ここ最近、売れ線のメジャームービーを観て、そのレビューしか書いていなかったので。
私だけが大好きな、超カルトムービーを観直してレビュー書きたくなって。『地獄甲子園』の時みたいに。先天的に天邪鬼なんですよ、私。
案の定、レビューの先客はお一人だけ。しかも☆0.5。あんまりなので大幅加点の加勢に来ました。
この映画を一番わかりやすく表現するなら、私が駄文を連ねるよりもDVDのジャケットのコピーを書き起こした方が絶対によさそうです。
こうあります。
「エルビスのメロディが鳴り響く」
「マッドマックス的世界で」
「ジェット・リーばりの技と」
「子連れ狼ばりの殺陣で暴れまくる」
「ギターを持った渡り鳥がいた!」
うん、これに尽きるです。本当にそのまんまのイメージ。言い得て妙の極みのコピーです。
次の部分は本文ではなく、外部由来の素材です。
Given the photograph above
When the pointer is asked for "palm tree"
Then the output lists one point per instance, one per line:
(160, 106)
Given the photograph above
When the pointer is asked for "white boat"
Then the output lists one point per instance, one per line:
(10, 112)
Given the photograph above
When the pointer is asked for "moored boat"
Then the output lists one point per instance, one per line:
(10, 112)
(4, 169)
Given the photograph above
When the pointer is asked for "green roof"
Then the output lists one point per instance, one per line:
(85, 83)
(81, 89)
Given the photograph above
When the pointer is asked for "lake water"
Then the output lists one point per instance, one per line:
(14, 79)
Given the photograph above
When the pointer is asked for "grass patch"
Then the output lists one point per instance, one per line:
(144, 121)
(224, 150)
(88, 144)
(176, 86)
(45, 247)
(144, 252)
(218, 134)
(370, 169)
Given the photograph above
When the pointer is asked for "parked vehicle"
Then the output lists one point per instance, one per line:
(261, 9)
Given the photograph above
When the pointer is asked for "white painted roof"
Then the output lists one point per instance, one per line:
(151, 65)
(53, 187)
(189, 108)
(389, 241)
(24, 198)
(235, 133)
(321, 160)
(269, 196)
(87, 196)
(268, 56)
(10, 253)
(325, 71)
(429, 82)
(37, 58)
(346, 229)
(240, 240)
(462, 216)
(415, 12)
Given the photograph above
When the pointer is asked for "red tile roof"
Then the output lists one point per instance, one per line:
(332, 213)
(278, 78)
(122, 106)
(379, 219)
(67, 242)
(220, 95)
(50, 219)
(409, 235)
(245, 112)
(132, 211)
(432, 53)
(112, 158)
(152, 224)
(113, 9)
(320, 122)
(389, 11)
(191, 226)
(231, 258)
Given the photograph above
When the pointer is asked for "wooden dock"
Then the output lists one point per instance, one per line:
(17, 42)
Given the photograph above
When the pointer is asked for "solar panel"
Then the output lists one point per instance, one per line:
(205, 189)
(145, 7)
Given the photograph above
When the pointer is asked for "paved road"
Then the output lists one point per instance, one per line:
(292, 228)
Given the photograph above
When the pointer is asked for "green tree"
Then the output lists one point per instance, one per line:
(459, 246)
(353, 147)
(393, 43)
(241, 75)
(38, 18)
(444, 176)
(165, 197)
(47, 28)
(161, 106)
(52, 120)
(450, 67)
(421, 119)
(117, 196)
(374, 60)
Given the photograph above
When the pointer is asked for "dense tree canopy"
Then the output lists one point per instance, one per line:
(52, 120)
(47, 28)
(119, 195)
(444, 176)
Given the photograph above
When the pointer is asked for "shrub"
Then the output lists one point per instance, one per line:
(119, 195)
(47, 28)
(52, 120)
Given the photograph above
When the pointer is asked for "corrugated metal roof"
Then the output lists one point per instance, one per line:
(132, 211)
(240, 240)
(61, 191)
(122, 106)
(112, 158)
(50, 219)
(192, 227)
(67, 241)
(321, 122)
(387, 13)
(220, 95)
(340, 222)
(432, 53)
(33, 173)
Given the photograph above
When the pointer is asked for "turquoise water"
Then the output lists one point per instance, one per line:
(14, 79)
実はジェット・リーのことをよく知らなくて、YouTubeの動画を観てみたです。なるほど!と思って。迫力があると言うよりも、スタイリッシュと表現した方がドンピシャの、キレッキレのカンフーアクションですね。
手元にある、ペラッペラのパンフレット?プレスシート?のコピーには、こうもあります。原文ママ。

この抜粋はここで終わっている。